1. Use the training set
2. Split it into training/test sets
3. Build a model on the training set
4. Evaluate on the test set
5. Repeat and average the estimated errors

Used for:

1. Picking variables to include in the model
2. Picking the type of prediction function to use
3. Picking the parameters in the prediction function
4. Comparing different predictors

40.3 Example:

library(caret)
library(tidyverse)

# Load data
data("swiss")

# Split the data into training and test set
set.seed(123)

training.samples <- swiss$Fertility %>%
  createDataPartition(p = 0.8, list = FALSE)
      train.data  <- swiss[training.samples, ]
      test.data <- swiss[-training.samples, ]

      
      
      
      
# Build the model
model <- lm(Fertility ~., data = train.data)

# Make predictions and compute the R2, RMSE and MAE
predictions <- model %>% predict(test.data)

data.frame( R2 = R2(predictions, test.data$Fertility),
            RMSE = RMSE(predictions, test.data$Fertility),
            MAE = MAE(predictions, test.data$Fertility))

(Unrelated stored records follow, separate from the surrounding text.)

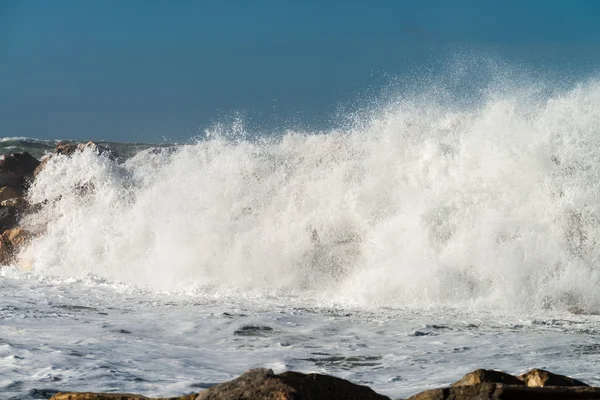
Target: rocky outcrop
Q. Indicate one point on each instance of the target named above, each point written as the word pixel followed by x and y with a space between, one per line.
pixel 15 202
pixel 8 218
pixel 15 169
pixel 496 391
pixel 10 242
pixel 488 376
pixel 490 384
pixel 68 149
pixel 263 384
pixel 16 173
pixel 541 378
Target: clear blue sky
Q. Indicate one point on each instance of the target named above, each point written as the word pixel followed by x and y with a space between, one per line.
pixel 143 70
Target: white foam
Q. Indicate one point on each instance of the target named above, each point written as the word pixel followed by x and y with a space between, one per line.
pixel 423 202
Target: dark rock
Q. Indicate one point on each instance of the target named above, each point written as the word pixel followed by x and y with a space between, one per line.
pixel 8 218
pixel 263 384
pixel 16 202
pixel 9 192
pixel 16 168
pixel 488 376
pixel 496 391
pixel 541 378
pixel 68 149
pixel 11 241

##          R2     RMSE      MAE
## 1 0.5946201 6.410914 5.651552

# Find the prediction error rate
RMSE(predictions, test.data$Fertility)/mean(test.data$Fertility)

## [1] 0.08800157

### 1. Try 'Leave One Out Cross Validation' ###

# Define training control using 'Leave One Out Cross Validation'
train.control <- trainControl(method = "LOOCV")
# Train the model
model_cross_val <- train(Fertility ~., data = swiss, method = "lm",
               trControl = train.control)
# Summarize the results
print(model_cross_val)

## Linear Regression 
## 
## 47 samples
##  5 predictor
## 
## No pre-processing
## Resampling: Leave-One-Out Cross-Validation 
## Summary of sample sizes: 46, 46, 46, 46, 46, 46, ... 
## Resampling results:
## 
##   RMSE      Rsquared   MAE     
##   7.738618  0.6128307  6.116021
## 
## Tuning parameter 'intercept' was held constant at a value of TRUE

### 2. Try 'K-Folds Cross Validation' ###

# Define training control
train.control <- trainControl(method = "cv", number = 10)

# Train the model
model_k_fold <- train(Fertility ~., data = swiss, method = "lm",
               trControl = train.control)

# Summarize the results
print(model_k_fold)

## Linear Regression 
## 
## 47 samples
##  5 predictor
## 
## No pre-processing
## Resampling: Cross-Validated (10 fold) 
## Summary of sample sizes: 42, 44, 42, 43, 41, 42, ... 
## Resampling results:
## 
##   RMSE      Rsquared   MAE     
##   7.126707  0.6863589  6.046966
## 
## Tuning parameter 'intercept' was held constant at a value of TRUE

### 3. Try 'Repeated K-Folds Cross Validation' ###

# Define training control
train.control <- trainControl(method = "repeatedcv", 
                              number = 10, repeats = 3)
# Train the model
model_k_fold_rep <- train(Fertility ~., data = swiss, method = "lm",
               trControl = train.control)
# Summarize the results
print(model_k_fold_rep)

## Linear Regression 
## 
## 47 samples
##  5 predictor
## 
## No pre-processing
## Resampling: Cross-Validated (10 fold, repeated 3 times) 
## Summary of sample sizes: 43, 42, 42, 43, 41, 42, ... 
## Resampling results:
## 
##   RMSE      Rsquared   MAE     
##   7.304991  0.7211256  6.030067
## 
## Tuning parameter 'intercept' was held constant at a value of TRUE

40.4 Considerations

• For time series data, data must be used in chunks.
• For K-Fold cross validation
  • Larger K = less bias, more variance
  • Smaller K = more bias, less variance
• Random sampling must be done without replacement
• Random sampling with replacement is the bootstrap
  • Underestimates the error
  • Can be corrected but is complicated (0.632 Bootstrap)
• If you cross-validate to pick predictors, you must estimate errors on an independent dataset.